The term digital age has become a natural characterization of the current period in human history; this term is associated with the Western technological regime which is identified by the digital revolution. In the same way that industrial revolution or the iron production marked different periods of our time in terms of means of production (industrial Age, Iron Age), today’s economy is based on information computerization. In 2005 the United Nations inaugurated the Digital Solidarity Fund program in order to address the uneven distribution and use of information and communication technologies and to enable excluded people and countries to enter the new era of the information society.
The term digital age though seems to be inconsistent with the global reality. Only forty percent of the world has internet connectivity according to the World Economic Forum. Users’ growth percentage in 2014 has been 7.9% while in 2010 was 16.1% and in 2000 was 47.2%. So our age is being characterized based principally in a Western reality. There is no doubt that a digital revolution did happen and that the massive shifts in communication, connectivity, sociality and knowledge production are indeed massive, but it would be fair to say that the digital age is also being characterized by Western Ethnocentrism alike many other eras in our history.

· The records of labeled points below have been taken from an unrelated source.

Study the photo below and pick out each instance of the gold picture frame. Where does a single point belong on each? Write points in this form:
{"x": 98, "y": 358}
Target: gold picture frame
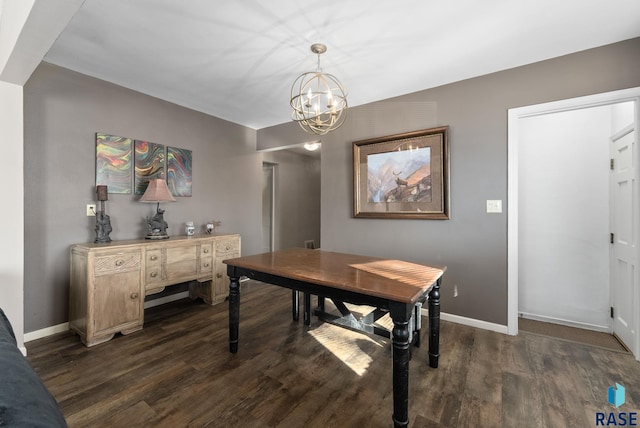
{"x": 402, "y": 176}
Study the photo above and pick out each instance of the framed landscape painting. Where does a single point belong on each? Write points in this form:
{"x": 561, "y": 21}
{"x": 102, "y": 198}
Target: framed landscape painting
{"x": 402, "y": 176}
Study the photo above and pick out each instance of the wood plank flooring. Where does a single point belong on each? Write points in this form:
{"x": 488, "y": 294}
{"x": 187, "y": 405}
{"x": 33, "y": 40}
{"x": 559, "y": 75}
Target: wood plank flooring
{"x": 178, "y": 372}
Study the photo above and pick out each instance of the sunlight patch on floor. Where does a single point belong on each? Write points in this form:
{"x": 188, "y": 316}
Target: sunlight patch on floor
{"x": 348, "y": 346}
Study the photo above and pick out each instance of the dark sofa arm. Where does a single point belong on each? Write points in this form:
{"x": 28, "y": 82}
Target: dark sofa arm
{"x": 24, "y": 400}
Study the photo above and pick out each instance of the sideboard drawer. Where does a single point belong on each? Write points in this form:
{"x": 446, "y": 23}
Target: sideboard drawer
{"x": 121, "y": 262}
{"x": 226, "y": 246}
{"x": 206, "y": 250}
{"x": 154, "y": 257}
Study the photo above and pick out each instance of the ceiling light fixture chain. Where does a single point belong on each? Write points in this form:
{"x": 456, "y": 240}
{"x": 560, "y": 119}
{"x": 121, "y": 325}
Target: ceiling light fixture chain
{"x": 318, "y": 99}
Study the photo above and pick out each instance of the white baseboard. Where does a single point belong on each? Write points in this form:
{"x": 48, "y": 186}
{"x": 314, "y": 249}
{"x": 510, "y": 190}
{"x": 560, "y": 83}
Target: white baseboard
{"x": 48, "y": 331}
{"x": 60, "y": 328}
{"x": 471, "y": 322}
{"x": 568, "y": 323}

Today the digital age and the digital economy that has created is considered an evolutionary inevitability for our world, and those who are not following this evolution are in an disadvantageous position. This idea of a technologically superior West that simply follows scientific progress and an inferior South that struggles to catch up to the West is very problematic. It is not just the underlied cultural suprimacism that implies but also the theoretical gap that it creates on how we should address these inequities and where we should focus our efforts.

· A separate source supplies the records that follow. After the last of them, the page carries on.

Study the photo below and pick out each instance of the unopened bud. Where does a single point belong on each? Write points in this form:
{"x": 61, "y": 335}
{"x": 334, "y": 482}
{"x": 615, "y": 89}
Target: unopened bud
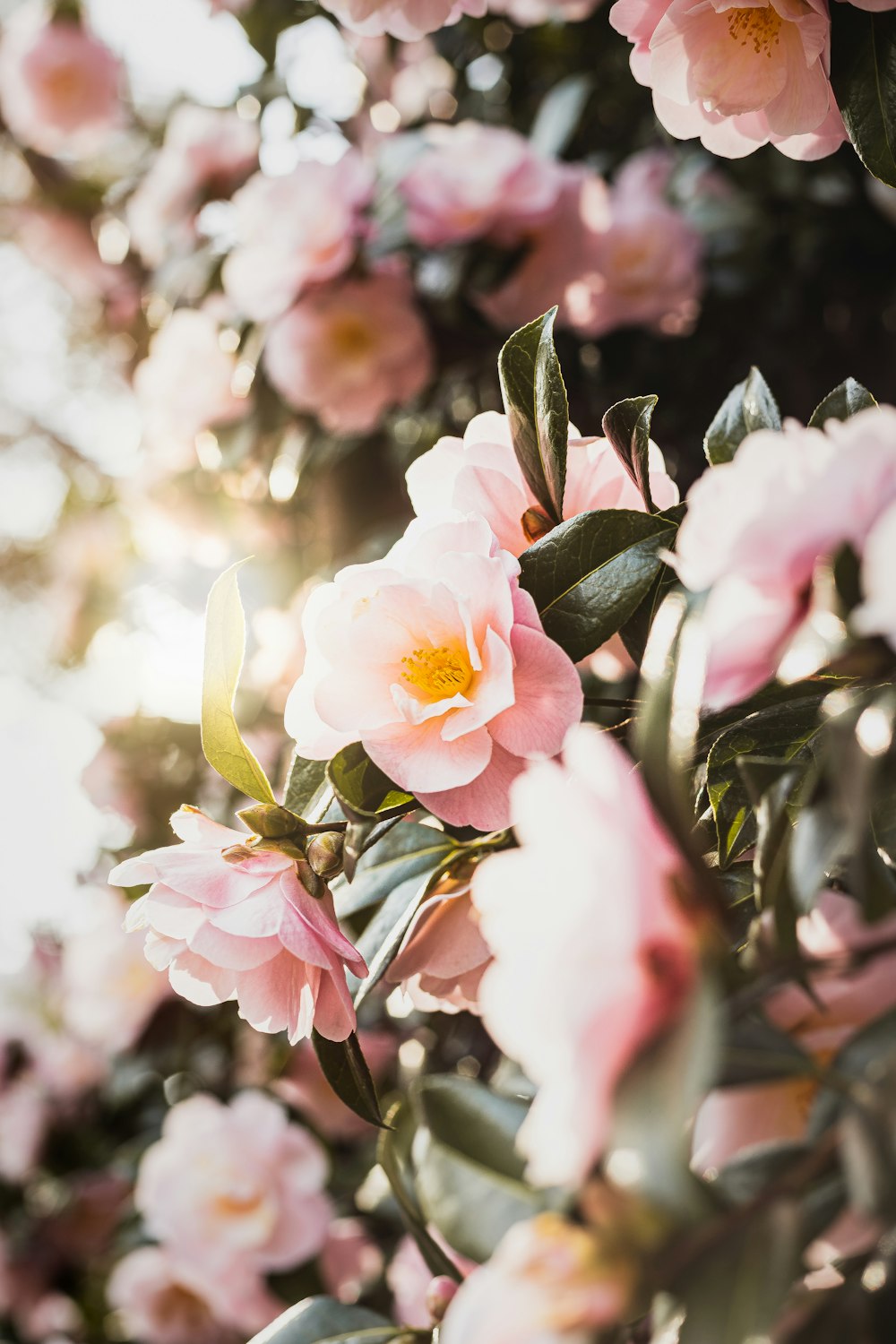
{"x": 325, "y": 852}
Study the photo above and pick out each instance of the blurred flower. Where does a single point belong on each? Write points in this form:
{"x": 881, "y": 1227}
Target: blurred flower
{"x": 592, "y": 953}
{"x": 206, "y": 153}
{"x": 473, "y": 180}
{"x": 437, "y": 661}
{"x": 59, "y": 86}
{"x": 349, "y": 351}
{"x": 293, "y": 231}
{"x": 610, "y": 255}
{"x": 234, "y": 1187}
{"x": 479, "y": 475}
{"x": 231, "y": 922}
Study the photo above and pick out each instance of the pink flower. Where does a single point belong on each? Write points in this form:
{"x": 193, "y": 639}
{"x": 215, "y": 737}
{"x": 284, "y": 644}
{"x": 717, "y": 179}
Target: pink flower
{"x": 610, "y": 255}
{"x": 544, "y": 1284}
{"x": 479, "y": 475}
{"x": 592, "y": 954}
{"x": 737, "y": 77}
{"x": 435, "y": 660}
{"x": 732, "y": 1120}
{"x": 206, "y": 153}
{"x": 234, "y": 1187}
{"x": 758, "y": 526}
{"x": 161, "y": 1300}
{"x": 293, "y": 231}
{"x": 185, "y": 384}
{"x": 233, "y": 922}
{"x": 443, "y": 956}
{"x": 59, "y": 86}
{"x": 473, "y": 180}
{"x": 405, "y": 19}
{"x": 349, "y": 351}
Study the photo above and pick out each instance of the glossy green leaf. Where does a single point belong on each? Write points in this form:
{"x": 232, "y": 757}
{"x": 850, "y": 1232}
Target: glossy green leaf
{"x": 589, "y": 575}
{"x": 536, "y": 406}
{"x": 225, "y": 650}
{"x": 747, "y": 408}
{"x": 627, "y": 427}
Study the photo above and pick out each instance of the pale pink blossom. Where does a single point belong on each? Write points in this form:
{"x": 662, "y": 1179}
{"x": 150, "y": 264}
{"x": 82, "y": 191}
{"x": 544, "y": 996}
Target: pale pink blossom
{"x": 592, "y": 954}
{"x": 546, "y": 1284}
{"x": 435, "y": 660}
{"x": 236, "y": 1187}
{"x": 293, "y": 231}
{"x": 758, "y": 526}
{"x": 405, "y": 19}
{"x": 185, "y": 383}
{"x": 839, "y": 1003}
{"x": 473, "y": 180}
{"x": 59, "y": 85}
{"x": 231, "y": 922}
{"x": 349, "y": 351}
{"x": 479, "y": 473}
{"x": 737, "y": 77}
{"x": 163, "y": 1300}
{"x": 443, "y": 956}
{"x": 610, "y": 257}
{"x": 206, "y": 153}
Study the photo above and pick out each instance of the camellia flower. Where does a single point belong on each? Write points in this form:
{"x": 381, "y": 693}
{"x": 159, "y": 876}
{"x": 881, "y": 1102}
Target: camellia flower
{"x": 435, "y": 660}
{"x": 737, "y": 77}
{"x": 592, "y": 957}
{"x": 295, "y": 230}
{"x": 758, "y": 526}
{"x": 349, "y": 351}
{"x": 546, "y": 1284}
{"x": 59, "y": 85}
{"x": 610, "y": 257}
{"x": 233, "y": 922}
{"x": 473, "y": 180}
{"x": 405, "y": 19}
{"x": 479, "y": 473}
{"x": 234, "y": 1187}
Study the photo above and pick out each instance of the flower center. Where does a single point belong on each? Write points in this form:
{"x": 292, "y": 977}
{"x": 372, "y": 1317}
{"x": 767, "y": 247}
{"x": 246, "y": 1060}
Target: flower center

The West of the digital economy sees in these inequities possibilities for entrepreneurship, new markets and technological innovation. The focus seems to shift from the struggle for basic goods and peace to a struggle for cheap and accessible technologies that will allow the less privileged to join us on a networked global village. Manuel Castell in The Internet Galaxy (2003) celebrates the internet’s capacity to liberate and he also points out its ability to exclude those who don’t have access to it, calling us to take responsibility for the future of the age.

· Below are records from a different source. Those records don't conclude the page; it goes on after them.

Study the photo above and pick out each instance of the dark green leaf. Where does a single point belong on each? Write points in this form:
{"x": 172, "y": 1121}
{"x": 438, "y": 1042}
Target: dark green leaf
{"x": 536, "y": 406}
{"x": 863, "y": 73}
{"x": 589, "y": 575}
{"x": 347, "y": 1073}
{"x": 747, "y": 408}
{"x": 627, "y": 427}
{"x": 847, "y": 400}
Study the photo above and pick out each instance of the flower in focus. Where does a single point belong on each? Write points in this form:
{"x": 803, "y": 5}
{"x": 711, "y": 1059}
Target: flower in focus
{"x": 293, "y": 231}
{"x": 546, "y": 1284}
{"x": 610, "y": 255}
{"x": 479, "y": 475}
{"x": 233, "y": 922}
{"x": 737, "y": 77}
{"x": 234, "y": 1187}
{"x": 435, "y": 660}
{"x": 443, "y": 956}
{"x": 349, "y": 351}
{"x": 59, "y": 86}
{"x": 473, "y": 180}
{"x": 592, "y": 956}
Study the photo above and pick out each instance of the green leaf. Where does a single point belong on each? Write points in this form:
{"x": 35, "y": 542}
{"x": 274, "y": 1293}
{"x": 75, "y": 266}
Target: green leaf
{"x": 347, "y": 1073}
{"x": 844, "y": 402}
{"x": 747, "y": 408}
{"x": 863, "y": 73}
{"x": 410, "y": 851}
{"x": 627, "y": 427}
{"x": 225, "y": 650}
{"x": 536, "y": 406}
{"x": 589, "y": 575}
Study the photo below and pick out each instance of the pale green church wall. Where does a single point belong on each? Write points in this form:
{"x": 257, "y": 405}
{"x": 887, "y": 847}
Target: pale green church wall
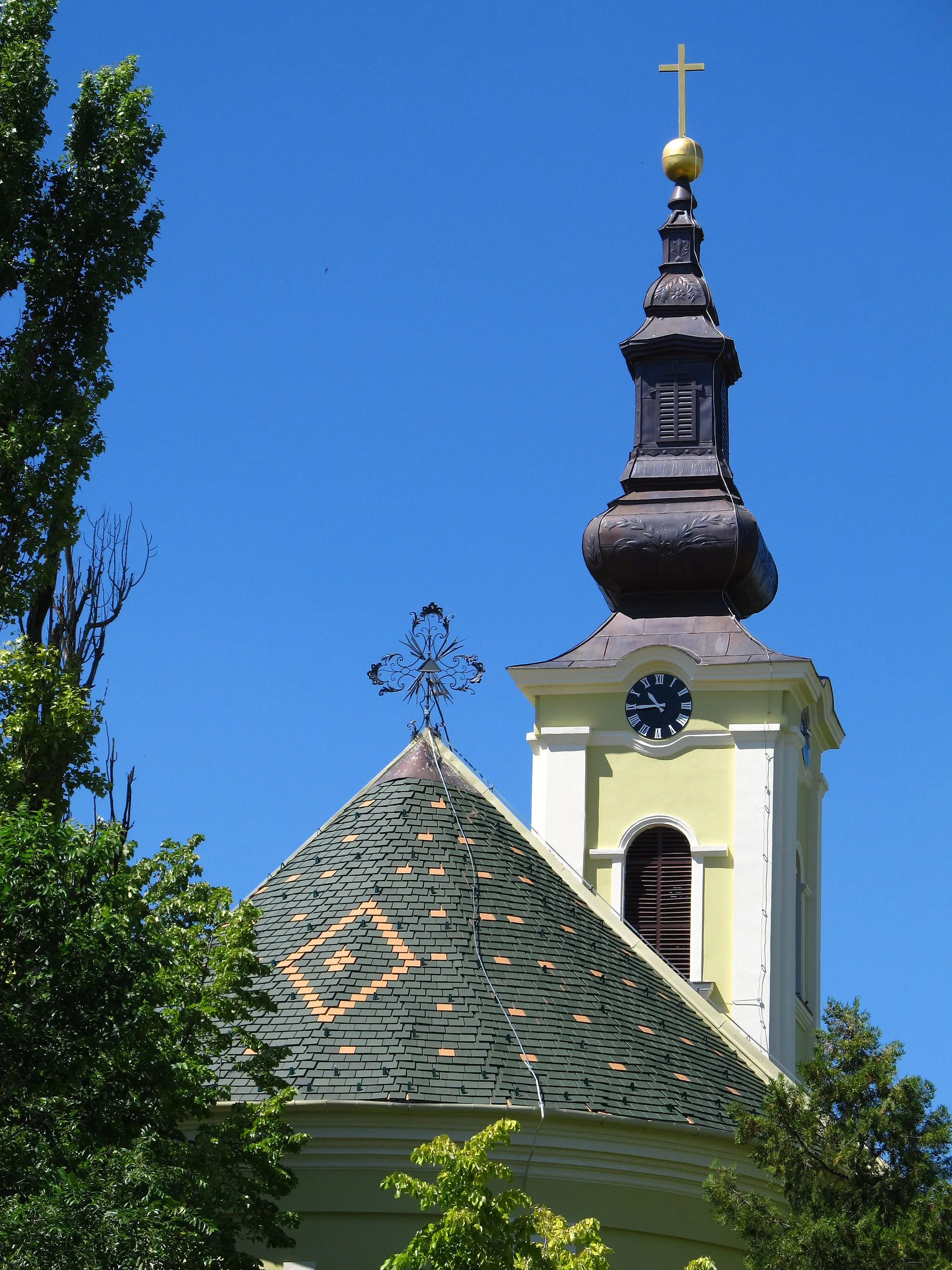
{"x": 641, "y": 1183}
{"x": 696, "y": 786}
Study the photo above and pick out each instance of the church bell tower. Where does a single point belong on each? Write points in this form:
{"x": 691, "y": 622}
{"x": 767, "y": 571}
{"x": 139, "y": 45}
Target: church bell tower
{"x": 677, "y": 760}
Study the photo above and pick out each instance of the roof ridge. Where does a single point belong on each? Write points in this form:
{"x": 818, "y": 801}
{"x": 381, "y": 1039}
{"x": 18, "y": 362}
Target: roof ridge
{"x": 723, "y": 1024}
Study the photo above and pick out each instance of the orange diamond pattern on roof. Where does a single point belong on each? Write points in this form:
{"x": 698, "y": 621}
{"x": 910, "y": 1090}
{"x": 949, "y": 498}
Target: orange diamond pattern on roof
{"x": 319, "y": 1009}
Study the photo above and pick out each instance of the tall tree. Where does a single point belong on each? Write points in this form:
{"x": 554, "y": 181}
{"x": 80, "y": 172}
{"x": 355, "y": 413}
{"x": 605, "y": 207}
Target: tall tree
{"x": 77, "y": 233}
{"x": 861, "y": 1157}
{"x": 127, "y": 990}
{"x": 127, "y": 986}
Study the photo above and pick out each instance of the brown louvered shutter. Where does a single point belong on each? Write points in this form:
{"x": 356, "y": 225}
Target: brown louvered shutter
{"x": 658, "y": 893}
{"x": 676, "y": 413}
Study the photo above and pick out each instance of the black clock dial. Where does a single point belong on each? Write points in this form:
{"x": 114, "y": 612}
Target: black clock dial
{"x": 658, "y": 706}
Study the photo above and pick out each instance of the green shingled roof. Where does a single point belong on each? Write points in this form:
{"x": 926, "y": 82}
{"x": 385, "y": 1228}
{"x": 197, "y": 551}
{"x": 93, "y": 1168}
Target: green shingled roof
{"x": 381, "y": 995}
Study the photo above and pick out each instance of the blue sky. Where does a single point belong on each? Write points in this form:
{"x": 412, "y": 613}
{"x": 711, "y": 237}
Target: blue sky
{"x": 376, "y": 364}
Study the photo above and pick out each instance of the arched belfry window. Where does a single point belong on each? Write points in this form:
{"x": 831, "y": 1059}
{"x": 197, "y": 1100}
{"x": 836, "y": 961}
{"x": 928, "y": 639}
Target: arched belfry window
{"x": 658, "y": 892}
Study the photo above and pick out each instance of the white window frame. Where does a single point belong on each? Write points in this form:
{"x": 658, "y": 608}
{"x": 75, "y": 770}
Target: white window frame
{"x": 699, "y": 855}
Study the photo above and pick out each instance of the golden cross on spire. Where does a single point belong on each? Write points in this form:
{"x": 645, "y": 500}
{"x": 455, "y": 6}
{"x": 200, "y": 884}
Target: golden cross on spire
{"x": 681, "y": 66}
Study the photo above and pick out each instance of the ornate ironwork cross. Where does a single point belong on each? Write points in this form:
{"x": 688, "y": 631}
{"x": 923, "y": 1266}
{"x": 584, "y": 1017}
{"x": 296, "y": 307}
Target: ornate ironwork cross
{"x": 435, "y": 670}
{"x": 681, "y": 66}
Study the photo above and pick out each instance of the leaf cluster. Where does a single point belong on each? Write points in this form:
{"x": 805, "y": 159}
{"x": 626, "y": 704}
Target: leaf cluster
{"x": 49, "y": 728}
{"x": 861, "y": 1156}
{"x": 482, "y": 1227}
{"x": 127, "y": 990}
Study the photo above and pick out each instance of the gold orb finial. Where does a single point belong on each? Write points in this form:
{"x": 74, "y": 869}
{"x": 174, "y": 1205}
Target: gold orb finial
{"x": 682, "y": 159}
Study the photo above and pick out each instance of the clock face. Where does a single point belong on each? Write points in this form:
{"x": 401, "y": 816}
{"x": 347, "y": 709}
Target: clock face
{"x": 658, "y": 706}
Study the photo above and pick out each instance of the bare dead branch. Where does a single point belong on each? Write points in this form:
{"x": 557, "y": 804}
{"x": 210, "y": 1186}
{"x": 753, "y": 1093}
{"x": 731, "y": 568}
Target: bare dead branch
{"x": 92, "y": 592}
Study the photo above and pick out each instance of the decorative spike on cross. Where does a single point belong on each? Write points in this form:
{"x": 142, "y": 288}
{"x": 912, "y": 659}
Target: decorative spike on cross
{"x": 682, "y": 68}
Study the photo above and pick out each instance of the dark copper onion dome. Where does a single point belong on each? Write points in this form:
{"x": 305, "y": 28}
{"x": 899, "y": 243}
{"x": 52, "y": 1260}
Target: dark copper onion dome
{"x": 680, "y": 540}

There is of course a lot of discussion and criticism about the digital economy blinding the people to the reality of the conditions of the world’s poorest countries. Considering ways to eliminate poverty and disease that do not encompass information technology is also part of that discussion. What we call digital economy seems to lack in answers when we look at world’s problems from a less ethnocentric perspective. We can still try to built cheap laptops and mobile phones but to address our time’s biggest problems, that 60% of the world’s population that has no internet connectivity needs to be part of that discussion. To do so we need to create appropriate platforms and the World Economic Forum is not the place to do so.